When the redundancy whispers begin
Redundancy triggers panic. It puts you in survival mode (if on the off chance you weren't there already.)
“What next?” becomes “anything, please - just something.”
I’ve seen it a whole heap of times. I would have been in the 'anything please camp' but when I was made redundant, I also was six months pregnant and so no-one was offering me anything (apart from the job centre in Eccles that suggested I went on job seekers allowance and/or disability benefits).
We accept what’s handed to us, because our nervous system is in free fall.
We're reeling with no time to pause and so the first job offer, the exit deal, the silence all create reactions. We don't give ourselves time to think about the possible responses.
That shock puts us in freeze, fawn and a whole heap of panic ranging from the obvious financial challenges to the worry for your team to the hard realisation that you're not part of the future you probably wrote the strategy for. As one of my fabulous friends said: "No matter how many times you are told "it's not personal" you take it as just that. It's to do with "me" or even "them."
So here’s a couple of the top tips that beautiful humans are gifting me to gift to you and what they wish they had done or did do in their moments of "what the actual fck."
🔸 You don’t have to accept the first offer
🔸 You’re allowed to ask for more (time, coaching, career support, transition time)
🔸 You’re allowed to wait and want
🔸 It's not one conversation; you can ask for a pause to gather your thoughts
🔸 You are not your job, as L said "I didn't know that I was living my life AS my job and not as me"
I'm looking for blinking brilliant women who are happy to share one or two lines of their real life, lived experience. I'm creating a checklist, considerations and I would love if it it would include not just my lived experience (because it was also 23 years ago).
Maybe also the stories that this particular plot twist; being made redundant was the best thing that ever happened to you because, as we all know, when you're going through it, it doesn't feel like the best thing that's ever happened to you. It feels like a nightmare and you're living it and you're having to go through it. And you're having to show up for your team and you're having to be strong. And at the same time you're crumbling.

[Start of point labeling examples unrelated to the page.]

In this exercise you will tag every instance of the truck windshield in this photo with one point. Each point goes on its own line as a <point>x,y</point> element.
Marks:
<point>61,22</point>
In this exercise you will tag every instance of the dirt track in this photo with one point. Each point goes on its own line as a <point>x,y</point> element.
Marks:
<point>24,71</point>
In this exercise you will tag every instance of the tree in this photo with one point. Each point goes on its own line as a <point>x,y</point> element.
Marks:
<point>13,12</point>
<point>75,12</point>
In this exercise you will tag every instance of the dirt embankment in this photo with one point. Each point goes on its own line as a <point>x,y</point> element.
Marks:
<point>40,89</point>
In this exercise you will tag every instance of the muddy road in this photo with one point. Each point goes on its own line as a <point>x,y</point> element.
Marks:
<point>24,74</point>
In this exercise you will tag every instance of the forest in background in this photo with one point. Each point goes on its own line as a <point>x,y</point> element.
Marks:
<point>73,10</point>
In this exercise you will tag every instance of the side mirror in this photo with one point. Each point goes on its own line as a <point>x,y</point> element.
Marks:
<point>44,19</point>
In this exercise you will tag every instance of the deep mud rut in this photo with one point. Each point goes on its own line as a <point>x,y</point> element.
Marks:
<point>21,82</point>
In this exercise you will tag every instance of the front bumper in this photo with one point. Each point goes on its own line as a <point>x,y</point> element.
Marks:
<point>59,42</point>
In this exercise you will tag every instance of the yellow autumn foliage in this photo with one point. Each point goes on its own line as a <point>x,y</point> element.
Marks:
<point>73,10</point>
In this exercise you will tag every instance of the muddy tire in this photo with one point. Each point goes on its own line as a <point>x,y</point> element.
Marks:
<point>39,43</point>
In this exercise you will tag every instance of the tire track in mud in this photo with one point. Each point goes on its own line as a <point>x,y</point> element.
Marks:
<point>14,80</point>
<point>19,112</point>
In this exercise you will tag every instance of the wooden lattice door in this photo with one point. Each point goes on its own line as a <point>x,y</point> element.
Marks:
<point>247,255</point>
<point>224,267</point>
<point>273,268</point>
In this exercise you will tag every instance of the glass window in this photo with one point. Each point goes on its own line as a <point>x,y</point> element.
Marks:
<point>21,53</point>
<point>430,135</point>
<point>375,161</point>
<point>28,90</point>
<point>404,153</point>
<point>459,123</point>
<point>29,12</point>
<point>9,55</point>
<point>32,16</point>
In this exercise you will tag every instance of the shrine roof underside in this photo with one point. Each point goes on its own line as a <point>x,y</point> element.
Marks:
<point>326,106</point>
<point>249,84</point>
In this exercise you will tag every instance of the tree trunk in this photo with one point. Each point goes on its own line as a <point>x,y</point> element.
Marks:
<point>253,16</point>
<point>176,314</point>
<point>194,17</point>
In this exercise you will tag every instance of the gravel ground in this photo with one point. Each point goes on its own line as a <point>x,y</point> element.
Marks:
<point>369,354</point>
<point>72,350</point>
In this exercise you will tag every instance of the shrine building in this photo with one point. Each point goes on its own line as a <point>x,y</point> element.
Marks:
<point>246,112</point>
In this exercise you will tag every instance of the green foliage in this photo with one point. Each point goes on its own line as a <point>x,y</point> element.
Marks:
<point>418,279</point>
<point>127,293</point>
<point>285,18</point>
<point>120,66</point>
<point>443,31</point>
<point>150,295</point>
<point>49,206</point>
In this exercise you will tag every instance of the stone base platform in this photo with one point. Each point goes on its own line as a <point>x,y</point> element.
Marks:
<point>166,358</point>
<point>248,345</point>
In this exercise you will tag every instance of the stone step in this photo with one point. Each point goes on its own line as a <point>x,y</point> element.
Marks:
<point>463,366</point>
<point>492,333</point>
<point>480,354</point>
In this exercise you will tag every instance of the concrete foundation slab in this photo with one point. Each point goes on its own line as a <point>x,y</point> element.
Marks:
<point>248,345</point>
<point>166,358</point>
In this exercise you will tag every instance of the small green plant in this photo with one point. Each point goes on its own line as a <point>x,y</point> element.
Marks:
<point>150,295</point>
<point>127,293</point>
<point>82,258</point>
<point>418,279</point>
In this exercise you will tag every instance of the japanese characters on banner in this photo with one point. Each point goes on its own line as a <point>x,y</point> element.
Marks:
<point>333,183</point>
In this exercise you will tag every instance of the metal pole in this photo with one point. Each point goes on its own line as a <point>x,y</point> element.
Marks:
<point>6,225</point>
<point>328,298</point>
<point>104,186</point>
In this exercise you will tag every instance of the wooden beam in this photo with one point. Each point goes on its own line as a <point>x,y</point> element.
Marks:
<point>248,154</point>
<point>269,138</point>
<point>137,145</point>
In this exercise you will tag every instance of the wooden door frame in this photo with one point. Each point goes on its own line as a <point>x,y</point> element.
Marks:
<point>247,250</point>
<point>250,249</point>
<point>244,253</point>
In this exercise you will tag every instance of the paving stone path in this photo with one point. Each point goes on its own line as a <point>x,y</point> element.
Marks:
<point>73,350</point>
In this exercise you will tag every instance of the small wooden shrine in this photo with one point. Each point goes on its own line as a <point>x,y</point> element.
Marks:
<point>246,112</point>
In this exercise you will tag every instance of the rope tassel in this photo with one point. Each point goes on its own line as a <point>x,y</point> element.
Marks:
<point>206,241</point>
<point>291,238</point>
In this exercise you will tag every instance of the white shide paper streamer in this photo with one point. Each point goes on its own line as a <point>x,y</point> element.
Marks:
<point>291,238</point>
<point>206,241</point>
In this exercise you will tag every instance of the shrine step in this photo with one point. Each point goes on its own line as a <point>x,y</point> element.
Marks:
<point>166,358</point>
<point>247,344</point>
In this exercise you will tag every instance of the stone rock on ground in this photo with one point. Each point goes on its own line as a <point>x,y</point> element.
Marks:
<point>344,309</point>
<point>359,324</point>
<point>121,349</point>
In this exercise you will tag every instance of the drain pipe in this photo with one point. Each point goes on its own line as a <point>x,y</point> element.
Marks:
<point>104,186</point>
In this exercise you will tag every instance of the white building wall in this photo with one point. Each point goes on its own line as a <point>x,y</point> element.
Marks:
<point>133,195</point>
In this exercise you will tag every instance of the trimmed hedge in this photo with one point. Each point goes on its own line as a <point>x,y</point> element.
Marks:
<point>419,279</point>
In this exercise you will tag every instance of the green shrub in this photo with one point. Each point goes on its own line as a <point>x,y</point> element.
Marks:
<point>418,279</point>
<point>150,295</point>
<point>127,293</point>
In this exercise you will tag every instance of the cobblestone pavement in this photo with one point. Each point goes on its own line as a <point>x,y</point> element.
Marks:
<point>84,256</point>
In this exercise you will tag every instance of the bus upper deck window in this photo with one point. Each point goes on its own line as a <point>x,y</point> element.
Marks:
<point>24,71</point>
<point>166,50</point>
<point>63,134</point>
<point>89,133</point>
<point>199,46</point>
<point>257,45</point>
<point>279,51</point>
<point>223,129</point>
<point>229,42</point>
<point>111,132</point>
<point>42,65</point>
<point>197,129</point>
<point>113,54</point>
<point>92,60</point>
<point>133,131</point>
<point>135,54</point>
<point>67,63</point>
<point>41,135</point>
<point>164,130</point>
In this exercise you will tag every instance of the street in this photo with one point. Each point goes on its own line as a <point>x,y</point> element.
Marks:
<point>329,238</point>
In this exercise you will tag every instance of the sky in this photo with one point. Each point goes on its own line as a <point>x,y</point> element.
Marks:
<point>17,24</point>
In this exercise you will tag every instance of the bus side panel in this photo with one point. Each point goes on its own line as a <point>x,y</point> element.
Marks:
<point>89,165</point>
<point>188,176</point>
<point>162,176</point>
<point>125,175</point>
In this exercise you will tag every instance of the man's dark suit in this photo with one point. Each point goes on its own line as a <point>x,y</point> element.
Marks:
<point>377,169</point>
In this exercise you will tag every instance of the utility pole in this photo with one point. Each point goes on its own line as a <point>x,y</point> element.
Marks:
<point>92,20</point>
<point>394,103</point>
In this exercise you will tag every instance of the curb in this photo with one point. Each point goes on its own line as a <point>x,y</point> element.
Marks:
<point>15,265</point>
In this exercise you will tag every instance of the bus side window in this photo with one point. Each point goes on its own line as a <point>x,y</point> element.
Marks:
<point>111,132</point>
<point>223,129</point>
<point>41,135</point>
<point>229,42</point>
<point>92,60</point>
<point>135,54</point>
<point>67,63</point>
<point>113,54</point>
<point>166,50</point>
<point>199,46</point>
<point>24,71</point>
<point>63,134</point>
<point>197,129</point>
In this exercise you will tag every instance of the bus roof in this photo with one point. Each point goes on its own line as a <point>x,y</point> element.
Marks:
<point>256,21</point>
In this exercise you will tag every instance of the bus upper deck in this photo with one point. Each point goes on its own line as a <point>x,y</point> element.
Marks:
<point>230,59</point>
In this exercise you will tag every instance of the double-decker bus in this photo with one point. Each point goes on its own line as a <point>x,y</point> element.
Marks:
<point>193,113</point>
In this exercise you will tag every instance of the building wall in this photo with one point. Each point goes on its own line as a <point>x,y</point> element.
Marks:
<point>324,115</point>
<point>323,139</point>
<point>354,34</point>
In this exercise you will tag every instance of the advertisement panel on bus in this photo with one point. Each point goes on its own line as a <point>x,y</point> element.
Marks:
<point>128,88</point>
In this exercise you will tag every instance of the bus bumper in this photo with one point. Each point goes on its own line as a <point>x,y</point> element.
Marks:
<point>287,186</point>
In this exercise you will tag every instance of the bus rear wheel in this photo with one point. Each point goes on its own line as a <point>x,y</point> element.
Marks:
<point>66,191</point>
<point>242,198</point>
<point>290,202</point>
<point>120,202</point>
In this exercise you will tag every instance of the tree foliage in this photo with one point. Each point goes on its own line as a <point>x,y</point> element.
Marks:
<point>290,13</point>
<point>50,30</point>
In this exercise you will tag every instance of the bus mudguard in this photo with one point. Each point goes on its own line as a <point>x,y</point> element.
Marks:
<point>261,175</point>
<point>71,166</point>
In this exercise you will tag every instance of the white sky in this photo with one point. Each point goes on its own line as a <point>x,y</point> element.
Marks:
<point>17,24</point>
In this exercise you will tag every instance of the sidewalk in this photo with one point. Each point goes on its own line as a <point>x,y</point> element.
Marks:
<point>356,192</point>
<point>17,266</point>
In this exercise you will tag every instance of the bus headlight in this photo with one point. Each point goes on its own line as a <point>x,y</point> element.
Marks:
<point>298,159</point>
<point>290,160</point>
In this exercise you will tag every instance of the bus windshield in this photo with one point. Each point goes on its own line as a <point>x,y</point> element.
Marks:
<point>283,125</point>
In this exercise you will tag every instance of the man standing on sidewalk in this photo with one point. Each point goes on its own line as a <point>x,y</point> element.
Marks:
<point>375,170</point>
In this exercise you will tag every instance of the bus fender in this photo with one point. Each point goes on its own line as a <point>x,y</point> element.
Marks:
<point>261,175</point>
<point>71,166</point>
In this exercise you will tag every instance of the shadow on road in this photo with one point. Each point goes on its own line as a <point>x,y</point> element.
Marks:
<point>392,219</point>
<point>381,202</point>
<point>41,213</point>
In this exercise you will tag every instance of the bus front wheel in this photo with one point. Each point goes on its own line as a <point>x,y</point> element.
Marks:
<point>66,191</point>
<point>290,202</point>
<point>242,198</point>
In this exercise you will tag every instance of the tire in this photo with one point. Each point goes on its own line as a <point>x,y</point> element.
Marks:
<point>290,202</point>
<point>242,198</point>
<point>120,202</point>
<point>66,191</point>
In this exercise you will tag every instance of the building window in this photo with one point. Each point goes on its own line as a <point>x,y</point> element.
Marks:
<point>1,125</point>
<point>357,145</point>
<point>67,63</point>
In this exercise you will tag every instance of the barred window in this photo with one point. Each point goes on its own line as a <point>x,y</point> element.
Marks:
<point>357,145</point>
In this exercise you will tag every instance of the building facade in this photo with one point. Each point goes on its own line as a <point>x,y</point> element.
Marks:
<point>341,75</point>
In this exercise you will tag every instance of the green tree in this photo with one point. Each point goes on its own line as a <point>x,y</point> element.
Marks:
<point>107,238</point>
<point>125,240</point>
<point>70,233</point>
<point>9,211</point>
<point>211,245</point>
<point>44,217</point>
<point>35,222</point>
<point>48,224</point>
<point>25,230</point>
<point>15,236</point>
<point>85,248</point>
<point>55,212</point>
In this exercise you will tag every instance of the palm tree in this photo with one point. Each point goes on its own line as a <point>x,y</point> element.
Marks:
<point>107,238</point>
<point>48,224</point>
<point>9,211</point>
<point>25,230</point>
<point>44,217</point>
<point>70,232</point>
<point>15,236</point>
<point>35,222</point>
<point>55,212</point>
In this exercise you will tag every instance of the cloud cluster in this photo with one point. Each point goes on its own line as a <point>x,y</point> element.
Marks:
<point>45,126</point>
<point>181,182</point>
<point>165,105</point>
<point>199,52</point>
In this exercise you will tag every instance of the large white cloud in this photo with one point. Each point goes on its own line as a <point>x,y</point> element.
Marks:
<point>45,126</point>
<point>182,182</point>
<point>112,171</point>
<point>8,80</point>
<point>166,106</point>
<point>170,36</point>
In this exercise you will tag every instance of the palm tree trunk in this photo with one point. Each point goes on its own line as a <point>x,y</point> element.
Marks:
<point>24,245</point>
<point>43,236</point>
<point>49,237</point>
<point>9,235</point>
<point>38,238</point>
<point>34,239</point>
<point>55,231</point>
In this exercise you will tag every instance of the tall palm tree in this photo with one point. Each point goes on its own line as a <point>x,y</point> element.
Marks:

If you’ve been through this: what helped you get clear before making your next move? What are the nuggets you wish you'd known. Your hindsight could be someone else’s turning point.
And here's mine....if you are going through redundancy conversations at the moment, give yourself a little bit time to recover before you supercharge on the reset. Press pause; one of my current clients has done just this "naming these two weeks as downtime has really really helped" before she upcycled a cupboard to bring her a bit of joy and order in the chaos.